Ransomware attacks have grown to be the top cybersecurity threat for organizations in both the public and private sectors. It seems that as hackers gain more experience, they are getting better— the biggest ransomware attacks have at times forced companies to pay ransoms as high as $40 million.
This is due in large part to the improved capability of ransomware itself. As hackers have claimed bigger and bigger ransoms, they’ve been reinvesting their ill-gotten gains into improving their software, and researching methods to evade security measures.
Lockbit 2.0 is one of the newest and most dreaded varieties of ransomware, and has hit a number of major companies since its release in July of 2021, including Bangkok Airways and consulting firm Accenture. The effectiveness of Lockbit 2.0 demonstrates that an arms race is going on between hackers and cybersecurity teams— and for the time being, it seems like the hackers are winning.
So what makes Lockbit 2.0 so deadly? To understand the answer to this question, it’s important to understand that the ransomware market works much like the market for legal software. Lockbit 2.0 is a Ransomware-as-a-Service (RaaS) gang. The developers of the software themselves don’t actually hack into individual networks themselves. Instead, they find partners to do it for them and take a percentage of the profits.
The goal of RaaS gangs is to attract as many affiliates as possible, and the best affiliates possible. Producing the best quality software means recruiting the most talented hackers, who are likely to be able to hit bigger and more lucrative targets. Hackers “shop around” for the best set of features, much like anyone trying to decide which software to purchase.
Lockbit 2.0 claims to have the best features available on the market, and so far, it seems that those claims are accurate. According to some measures, since the release of Lockbit 2.0, it has been used in six times more attacks than Conti, another major ransomware gang. This indicates that it has gained a lot of popularity among affiliates.
This competition in the ransomware market is pushing hackers to continually produce better software, pushing the bar ever higher and helping them stay ahead of cybersecurity teams.
So how did Lockbit 2.0 manage to attract so many affiliates? According to their dark website, one of the major selling points is the speed with which it can encrypt files. The gang claims that their software can encrypt 373 MB per second, which is more than double the speed of the next runner up, BlackMatter ransomware, which boasts an encryption rate of 185 MB per second.
The size of ransom that can be requested in a ransomware attack depends on how much data the attackers can encrypt, so the faster ransomware works, the more damage it can do. Speed matters very much, because once ransomware begins encrypting a network, it’s only a matter of time before the users realize it and shut down the network to contain the attack.
Lockbit 2.0 accomplishes this by using a unique method where they encrypt only a small amount of data in each file, enough to make the file unreadable.
The other main selling point advertised by the gang is the rate at which it can steal data. Most ransomware hackers have shifted to conducting double extortion attacks in recent months. Double extortion attacks attempt to coerce victims into paying a ransom by threatening to release sensitive data like medical or legal records or trade secrets to the public.
They claim their rate of data theft exceeds the competition by an even wider margin— 83 MB per second, compared to 4 MB per second for the competition. Lockbit 2.0 achieves this by integrating real time compression into the upload process.
In addition to higher performance, Lockbit 2.0 also incorporates a new deployment technique which alters Windows in order to avoid detection. All of these features mean that if the attackers get into to a network, they can do quite a bit more damage than with other varieties of ransomware.

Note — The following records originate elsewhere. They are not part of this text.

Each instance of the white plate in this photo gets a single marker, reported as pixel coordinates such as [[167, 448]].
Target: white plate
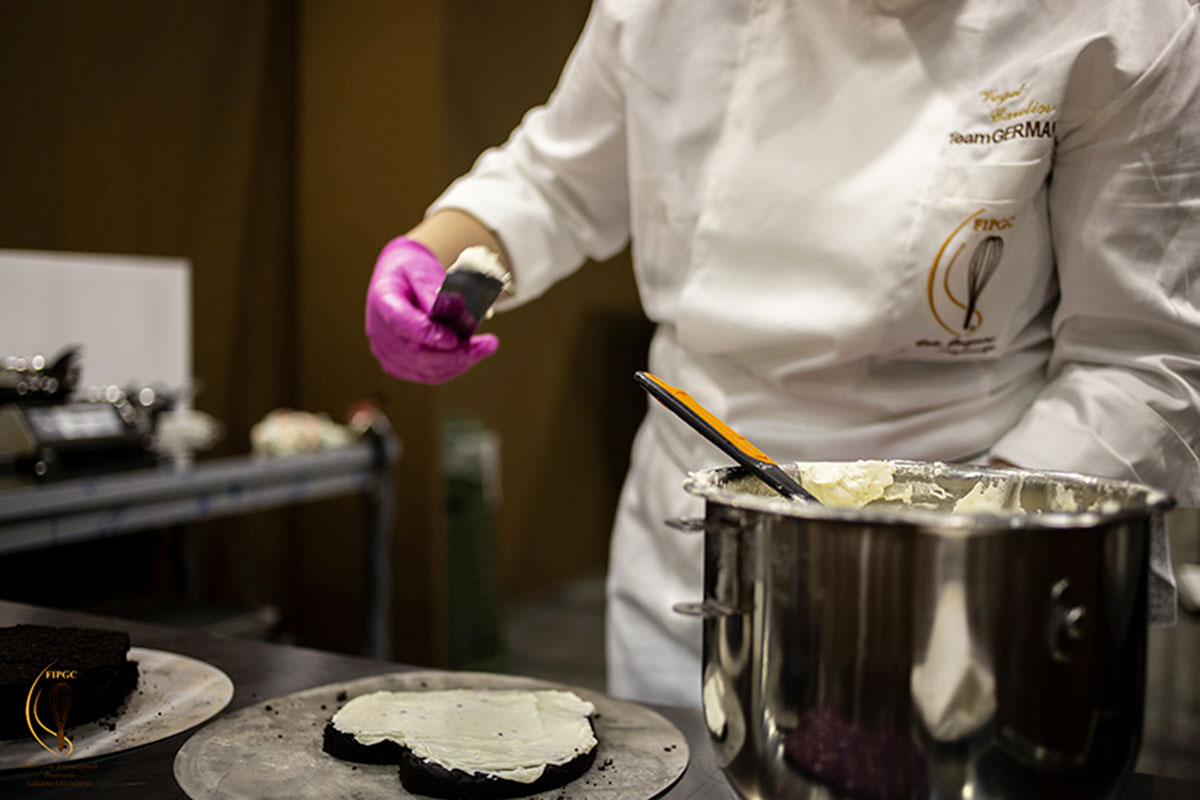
[[174, 693]]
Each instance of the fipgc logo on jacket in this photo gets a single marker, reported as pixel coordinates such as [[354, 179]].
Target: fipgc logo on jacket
[[965, 264], [49, 702]]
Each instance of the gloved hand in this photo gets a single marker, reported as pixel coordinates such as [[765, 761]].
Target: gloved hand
[[407, 343]]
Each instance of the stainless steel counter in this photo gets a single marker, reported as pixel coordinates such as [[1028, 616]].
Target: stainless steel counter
[[261, 671]]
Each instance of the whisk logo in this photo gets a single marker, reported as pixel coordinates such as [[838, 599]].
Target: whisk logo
[[957, 283], [51, 692]]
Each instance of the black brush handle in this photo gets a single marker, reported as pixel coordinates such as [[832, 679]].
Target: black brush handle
[[730, 441]]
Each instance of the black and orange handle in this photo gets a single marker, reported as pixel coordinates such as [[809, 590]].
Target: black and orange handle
[[731, 443]]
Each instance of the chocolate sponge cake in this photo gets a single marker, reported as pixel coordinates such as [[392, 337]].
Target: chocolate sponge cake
[[469, 743], [93, 662]]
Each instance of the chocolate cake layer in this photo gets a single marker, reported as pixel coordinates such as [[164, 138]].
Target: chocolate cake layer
[[91, 661]]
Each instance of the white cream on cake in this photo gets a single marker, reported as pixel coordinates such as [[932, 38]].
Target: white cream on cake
[[511, 734], [847, 486]]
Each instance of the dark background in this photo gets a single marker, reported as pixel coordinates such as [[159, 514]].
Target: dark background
[[277, 145]]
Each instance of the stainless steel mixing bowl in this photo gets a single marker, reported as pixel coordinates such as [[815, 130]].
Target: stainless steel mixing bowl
[[912, 651]]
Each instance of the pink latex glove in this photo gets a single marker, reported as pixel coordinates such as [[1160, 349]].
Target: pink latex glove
[[407, 343]]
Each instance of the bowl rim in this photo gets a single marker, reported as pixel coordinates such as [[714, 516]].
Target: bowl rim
[[712, 486]]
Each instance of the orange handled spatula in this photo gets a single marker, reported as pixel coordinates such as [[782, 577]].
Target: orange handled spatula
[[732, 443]]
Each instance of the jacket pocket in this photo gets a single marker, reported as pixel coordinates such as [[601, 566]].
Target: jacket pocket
[[996, 182]]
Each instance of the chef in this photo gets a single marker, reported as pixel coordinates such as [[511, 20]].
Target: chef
[[958, 230]]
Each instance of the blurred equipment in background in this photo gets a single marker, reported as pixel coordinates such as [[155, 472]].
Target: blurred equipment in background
[[471, 480], [48, 429]]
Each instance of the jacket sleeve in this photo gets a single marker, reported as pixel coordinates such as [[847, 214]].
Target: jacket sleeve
[[556, 193], [1125, 209]]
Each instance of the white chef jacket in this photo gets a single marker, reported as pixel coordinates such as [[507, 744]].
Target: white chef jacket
[[888, 229]]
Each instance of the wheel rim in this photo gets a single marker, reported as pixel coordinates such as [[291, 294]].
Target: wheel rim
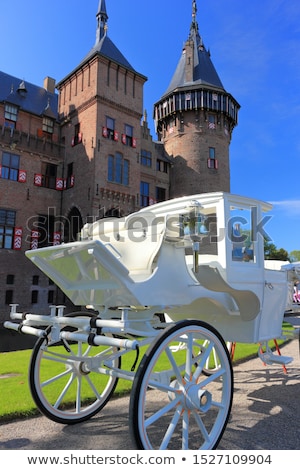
[[68, 382], [174, 405]]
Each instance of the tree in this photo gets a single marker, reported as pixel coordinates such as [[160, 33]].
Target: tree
[[272, 252]]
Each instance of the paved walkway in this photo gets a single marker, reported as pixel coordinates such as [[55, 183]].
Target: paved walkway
[[265, 415]]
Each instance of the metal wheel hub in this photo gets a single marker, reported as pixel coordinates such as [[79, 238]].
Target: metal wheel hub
[[191, 396]]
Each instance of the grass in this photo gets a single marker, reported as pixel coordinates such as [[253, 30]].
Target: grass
[[16, 400]]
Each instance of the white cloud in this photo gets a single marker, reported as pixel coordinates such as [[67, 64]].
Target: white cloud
[[291, 207]]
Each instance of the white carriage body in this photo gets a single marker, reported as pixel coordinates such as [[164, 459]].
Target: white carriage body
[[146, 261]]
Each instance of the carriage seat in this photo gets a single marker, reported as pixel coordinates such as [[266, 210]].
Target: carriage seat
[[134, 240], [247, 302]]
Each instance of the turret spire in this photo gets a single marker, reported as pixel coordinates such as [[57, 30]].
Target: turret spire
[[102, 18], [194, 15]]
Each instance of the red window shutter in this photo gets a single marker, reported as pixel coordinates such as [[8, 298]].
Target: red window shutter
[[34, 239], [38, 179], [59, 186], [18, 238], [56, 238], [22, 178]]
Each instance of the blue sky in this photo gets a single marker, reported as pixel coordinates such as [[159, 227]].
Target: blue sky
[[255, 47]]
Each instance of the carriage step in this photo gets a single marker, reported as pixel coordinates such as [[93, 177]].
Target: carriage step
[[269, 358]]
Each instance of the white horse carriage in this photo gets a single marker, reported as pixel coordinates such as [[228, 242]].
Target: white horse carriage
[[169, 285]]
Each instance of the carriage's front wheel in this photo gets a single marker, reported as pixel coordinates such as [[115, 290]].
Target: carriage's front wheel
[[173, 404], [70, 382]]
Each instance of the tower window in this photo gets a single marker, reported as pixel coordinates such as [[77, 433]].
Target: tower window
[[160, 194], [129, 135], [34, 296], [146, 158], [211, 121], [48, 125], [118, 169], [212, 162], [9, 297], [162, 166], [7, 223], [10, 166], [10, 279], [144, 194], [11, 115]]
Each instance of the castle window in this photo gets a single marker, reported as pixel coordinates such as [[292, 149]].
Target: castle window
[[48, 125], [211, 121], [146, 158], [110, 126], [11, 115], [50, 297], [128, 135], [118, 169], [144, 194], [7, 223], [161, 166], [160, 194], [212, 162], [10, 166], [10, 279], [34, 296], [9, 297], [45, 228], [49, 173], [77, 139]]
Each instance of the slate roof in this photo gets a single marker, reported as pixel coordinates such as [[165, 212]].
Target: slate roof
[[204, 70], [107, 48], [28, 97], [104, 46]]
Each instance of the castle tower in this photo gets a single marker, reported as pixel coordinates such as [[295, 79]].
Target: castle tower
[[195, 119], [100, 107]]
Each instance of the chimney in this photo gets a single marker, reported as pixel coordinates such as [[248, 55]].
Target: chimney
[[49, 84]]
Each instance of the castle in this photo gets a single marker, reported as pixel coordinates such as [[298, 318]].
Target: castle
[[86, 152]]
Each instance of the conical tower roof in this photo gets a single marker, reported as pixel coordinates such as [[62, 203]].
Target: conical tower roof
[[202, 70], [104, 46]]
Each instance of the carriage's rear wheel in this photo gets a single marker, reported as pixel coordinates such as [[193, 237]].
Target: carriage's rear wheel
[[173, 404], [68, 381]]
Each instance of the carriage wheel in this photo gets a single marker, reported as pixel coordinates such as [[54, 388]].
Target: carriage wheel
[[65, 381], [173, 404]]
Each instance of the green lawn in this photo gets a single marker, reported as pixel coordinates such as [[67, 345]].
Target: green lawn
[[16, 400]]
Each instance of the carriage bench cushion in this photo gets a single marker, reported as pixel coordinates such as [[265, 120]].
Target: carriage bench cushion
[[247, 302]]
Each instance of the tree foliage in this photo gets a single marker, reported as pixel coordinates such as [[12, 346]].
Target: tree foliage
[[272, 252]]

This can all seem very intimidating. State-of-the-art, high tech ransomware that can evade the latest security measures and outclass the best cybersecurity team might seem like an insurmountable challenge.
In reality, the vast majority of ransomware attacks occur because of simple mistakes which can be prevented with minimal effort.
The most common cause of ransomware infections is phishing, where attackers trick an employee into clicking a malicious link or opening an attachment on an email. Some of these tricks can be very persuasive; for example, hackers may sometimes hack a co-worker’s email and send a very convincing message asking an employee to open a link.
The best defense against this is to hire tech savvy workers with good basic knowledge of cybersecurity, but many companies are conducting phishing awareness training to prevent human errors that could lead to an attack.
Remote Desktop Protocols are also a favorite attack vector for hackers. Surprisingly, many RDP users use weak passwords, and hackers frequently access them using simple brute force attacks.
A good backup setup is also a powerful tool in reducing the risk of a devastating ransomware attack. A physically air gapped backup updated frequently can prevent hackers from shutting down a network for an extended period of time.
Good backups can’t prevent data theft and extortion, however, but well-planned network architecture can. Encrypting sensitive data and requiring additional steps to access it, such as one-time passwords, makes it much more difficult for hackers to access valuable data.
Last but not least, it’s very important to always keep up to date with all patches and updates. This may require ensuring that all equipment connected to a network is currently supported.
These simple measures can make life much more difficult for ransomware hackers and dramatically reduce the incidence of ransomware attacks, including Lockbit 2.0 attacks.